GPU Ray-tracing for OpenCL

I will refrain myself to write comments about a compiler that require that kind of "optimization" ;)

I'm thinking that the problem is probably not the loop, but the loop's direction. In the original loop, data is accessed in reverse order, which can be pretty bad for a GPU, but CPU can easily tolerate that. Just my two cents.
 
I'm thinking that the problem is probably not the loop, but the loop's direction. In the original loop, data is accessed in reverse order, which can be pretty bad for a GPU, but CPU can easily tolerate that. Just my two cents.
Why would it be bad for a GPU to access data in the opposite direction? I mean..why would it be worse than it is for a CPU?
 
Why would it be bad for a GPU to access data in the opposite direction? I mean..why would it be worse than it is for a CPU?
Because CPU compilers will recognize the loop and optimize it to ++, while GPU ones are not mature enough (NV opencl at least)
 
Why would it be bad for a GPU to access data in the opposite direction? I mean..why would it be worse than it is for a CPU?

It probably doesn't matter if the accessed memory is constant (which is cached on GPU), but if accessing the global memory directly, reversed order can be pretty bad because there is no cache.

By the way, I checked the code and I found that the major difference between the two for loops is that in the first one (where the change matters) the index variable is written to a memory location outside of the function, while in the second loop (where the change doesn't matter) there is no other use of the index variable. Maybe that's why the compiler doesn't want to optimize the first loop for fear of possible side effects.
 
No constant buffer usage on ATI

Final message in this thread:

http://forums.amd.com/devforum/messageview.cfm?catid=390&threadid=125954&enterthread=y

Micah Villmow said:
constant address space pointers do not use the constant cache since the size of the pointer is not known at compile time and the hardware constant cache sizes do not conform to the OpenCL spec. We are working on a way to allow programmers to put the data in the constant caches, but currently the data resides in global memory.
 
It probably doesn't matter if the accessed memory is constant (which is cached on GPU), but if accessing the global memory directly, reversed order can be pretty bad because there is no cache.
Sure. I guess read-only L2s are not used in this (non graphics) context? Fermi should behave better in this case..
 
Because CPU compilers will recognize the loop and optimize it to ++, while GPU ones are not mature enough (NV opencl at least)
I think nAo was objecting to the idea that it would be bad for the hardware, not the compiler. The loop condition is based on a constant, too, so it's 100% coherent. The weird thing is that it doesn't affect the second loop whether it's -- or ++.

By the way, I checked the code and I found that the major difference between the two for loops is that in the first one (where the change matters) the index variable is written to a memory location outside of the function, while in the second loop (where the change doesn't matter) there is no other use of the index variable. Maybe that's why the compiler doesn't want to optimize the first loop for fear of possible side effects.
That sort of makes sense, but note that the index isn't written to a memory location but rather a local variable.

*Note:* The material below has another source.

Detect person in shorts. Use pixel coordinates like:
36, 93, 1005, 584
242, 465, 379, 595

That's an interesting point. It's very different from the way CUDA works, that's for sure. It may be that NVidia isn't using constant memory either, because when I put the sphere data in an image object, performance was the same as when using a constant array declared inside geomfunc.h.

That refers to a r7xx series device. I wonder what is the status on evergreen. After all, it was supposed to have a *full* hw implementation of the ocl 1.0 spec.
I don't think it matters, as the problem is the same unless your hardware decides to eliminate constant registers altogether. The only solution I can think of is to have the compiler create some bytecode that can be dynamically modified to change the type of read.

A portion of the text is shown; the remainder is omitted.